BERLIN, Jan 31 (Reuters) - German retail sales posted a surprise fall in December, their fourth decline in the last five months, but economists remained hopeful of robust rates of consumption in 2011 given low unemployment and rising wages.

KaDeWe is one of Berlin's major shopping centres

The Federal Statistics Office said on Monday retail sales declined by 0.3 percent month-on-month compared to a consensus forecast for a robust 2.0 percent rise and following a sharp 1.9 percent fall in November.

On an annual basis, sales declined by 1.3 percent against expectations for a 1.1 percent increase. For the year as a whole, however, retail sales pushed up 1.2 percent, their strongest annual gain since 2005.

"With only one single month of growth, German retail sales have been on a downward trend since August," said Carsten Brzeski, an economist at ING.

"Nevertheless, despite recent disappointments, private consumption could become the growth surprise of 2011."

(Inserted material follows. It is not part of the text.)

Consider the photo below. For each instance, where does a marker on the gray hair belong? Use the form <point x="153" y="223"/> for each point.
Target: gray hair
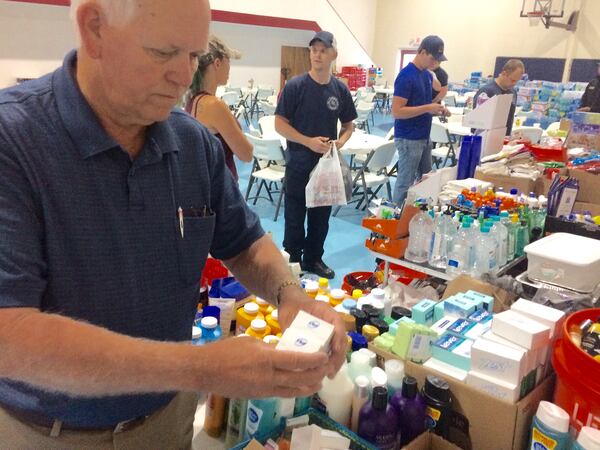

German retail sales figures, based on data from seven states, are notoriously volatile and often revised in subsequent months. Despite unusually cold winter weather in December, Germany's HDE retailers association had described the Christmas holiday season as "a big leap forward" in terms of sales.

Monday's data was therefore surprisingly weak, especially given the strength of recent consumer sentiment data.

A report from research group GfK last week showed German households were more willing to splash out money on expensive big-ticket items like flat screen TVs than at any time since December 2006.

Income expectations, however, have dipped somewhat due to the sharp surge in costs for food and energy, posing perhaps one of the biggest risks to consumption this year.

Still, many economists are counting on German consumers to emerge from a decade-long hibernation and provide a boost to growth this year now that a record number are in the workforce and likely set to enjoy pay increases that could make up for inflation-related losses in purchasing power.

Germany's unemployment rate stands at just 7.5 percent and wages are expected to increase this year. German union IG Metall, for example, has demanded a salary increase of 6 percent for workers at carmaker Volkswagen (VOWG.DE) and last week rejected an offer for a raise of 2.9 percent.

"I would not blow these figures out of proportion," Ulrike Kastens, an economist at Sal. Oppenheim, said of the December retail sales numbers.

"At a first glance they are disappointing, because they show a fall for both November and December. The sentiment indicators and the company surveys however strike a different tone," she added, saying the positive consumption trend remained intact.

According to data provided by the OECD, total household spending in the ten years through 2009 accounted on average for 57 percent of economic activity in Germany.

This is barely one percentage point higher than the figure for deflation-prone Japan, and compares with just over 68 percent in the United States during the same time period.